Every organization has taxonomies. They might live in an Excel file passed around by email, a SharePoint wiki curated by one dedicated person, or a paid taxonomy tool that only half the team actually uses. The concepts are there. The hierarchy is there. But the moment a team needs to connect that taxonomy to another system — a product database, a search engine, an AI assistant — things fall apart.

Knowledge graphs built with open web standards can turn a taxonomy from an isolated document into a living, connected piece of an organization’s data landscape. This can be achieved without vendor lock-in, while using a fully interoperable, healthy ecosystem of open-source and commercial software.

Most importantly, a taxonomy is not only a hierarchy of terms.
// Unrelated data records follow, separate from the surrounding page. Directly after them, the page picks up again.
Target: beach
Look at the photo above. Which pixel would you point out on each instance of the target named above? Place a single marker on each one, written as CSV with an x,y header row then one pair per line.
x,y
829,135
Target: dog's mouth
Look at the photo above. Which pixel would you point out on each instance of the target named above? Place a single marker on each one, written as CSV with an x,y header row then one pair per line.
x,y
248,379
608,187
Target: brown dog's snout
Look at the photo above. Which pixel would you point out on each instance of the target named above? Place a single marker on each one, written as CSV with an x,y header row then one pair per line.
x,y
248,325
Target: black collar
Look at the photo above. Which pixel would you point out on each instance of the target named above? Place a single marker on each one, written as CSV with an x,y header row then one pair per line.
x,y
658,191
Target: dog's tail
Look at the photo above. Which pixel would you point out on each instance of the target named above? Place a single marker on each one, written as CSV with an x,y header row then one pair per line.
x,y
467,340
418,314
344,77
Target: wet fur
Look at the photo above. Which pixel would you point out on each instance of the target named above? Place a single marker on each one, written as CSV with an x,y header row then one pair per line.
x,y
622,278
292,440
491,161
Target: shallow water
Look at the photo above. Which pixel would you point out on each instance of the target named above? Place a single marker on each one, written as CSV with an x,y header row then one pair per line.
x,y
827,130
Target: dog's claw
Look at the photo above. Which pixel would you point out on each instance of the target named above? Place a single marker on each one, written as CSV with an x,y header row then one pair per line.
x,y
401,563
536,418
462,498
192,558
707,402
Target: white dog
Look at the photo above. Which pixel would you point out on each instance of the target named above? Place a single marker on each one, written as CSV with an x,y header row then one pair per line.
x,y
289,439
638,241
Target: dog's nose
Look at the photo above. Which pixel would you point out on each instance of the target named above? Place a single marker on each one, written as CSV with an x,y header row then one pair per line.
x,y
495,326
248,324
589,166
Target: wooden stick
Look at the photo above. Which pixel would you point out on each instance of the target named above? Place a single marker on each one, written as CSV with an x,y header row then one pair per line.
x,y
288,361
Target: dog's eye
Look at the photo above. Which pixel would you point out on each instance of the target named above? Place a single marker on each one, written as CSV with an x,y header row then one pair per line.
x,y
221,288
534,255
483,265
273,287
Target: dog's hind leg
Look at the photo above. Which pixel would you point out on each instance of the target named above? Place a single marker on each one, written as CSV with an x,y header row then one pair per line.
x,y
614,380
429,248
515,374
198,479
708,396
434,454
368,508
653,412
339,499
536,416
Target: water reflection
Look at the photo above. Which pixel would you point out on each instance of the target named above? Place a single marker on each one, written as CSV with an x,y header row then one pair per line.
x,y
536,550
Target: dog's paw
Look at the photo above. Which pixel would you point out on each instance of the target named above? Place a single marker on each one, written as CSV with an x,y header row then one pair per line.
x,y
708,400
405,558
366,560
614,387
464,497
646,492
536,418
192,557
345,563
It is the language of an organization: a practical dictionary that unlocks enterprise speech and makes internal business objects understandable across teams and systems. In the era of AI, writing down this organizational language is more important than ever. For LLM-based use cases, there are two paths: the model can interpret input terms by linking them to generally available knowledge, which works for generalistic domains. Alternatively, the organization can provide explicit context that explains internal terms and objects. A taxonomy fulfills this context role and helps an LLM understand what a given document or dataset is actually about.

What Is a Taxonomy, Really?

At its core, a taxonomy is a structured list of concepts organized in a hierarchy. Think of a vehicle taxonomy:

• Vehicle type is the top concept
  • Passenger car is a narrower concept under it
    • Sports car, SUV, and Luxury car fall under Passenger car
• Commercial vehicle is another branch
  • Truck sits under that

Each concept usually has a preferred name (“Sports car”) and possibly alternative names that people also use (“Performance car”). This is the content — the knowledge about the enterprise language — that a team has built up over time.

Taxonomy elements can also be linked to other elements and enriched with short descriptions, so meaning remains clear for both humans and machines.

The Fragmentation Problem

In practice, taxonomies end up in many different places:

Each system has its own format. Moving a taxonomy from Excel to a search engine requires custom glue code. Connecting it to a product catalog requires more glue code. Every connection is a one-off project.

What is needed is a common layer — a format that any system can read, that preserves the meaning of concepts, and that enables links to other data without starting from scratch each time.

The Semantic Web Stack: A Common Language for Data

The World Wide Web Consortium (W3C) — the same body that standardizes HTML — has defined a family of open standards for representing and connecting data on the web. Together, these form the Semantic Web stack.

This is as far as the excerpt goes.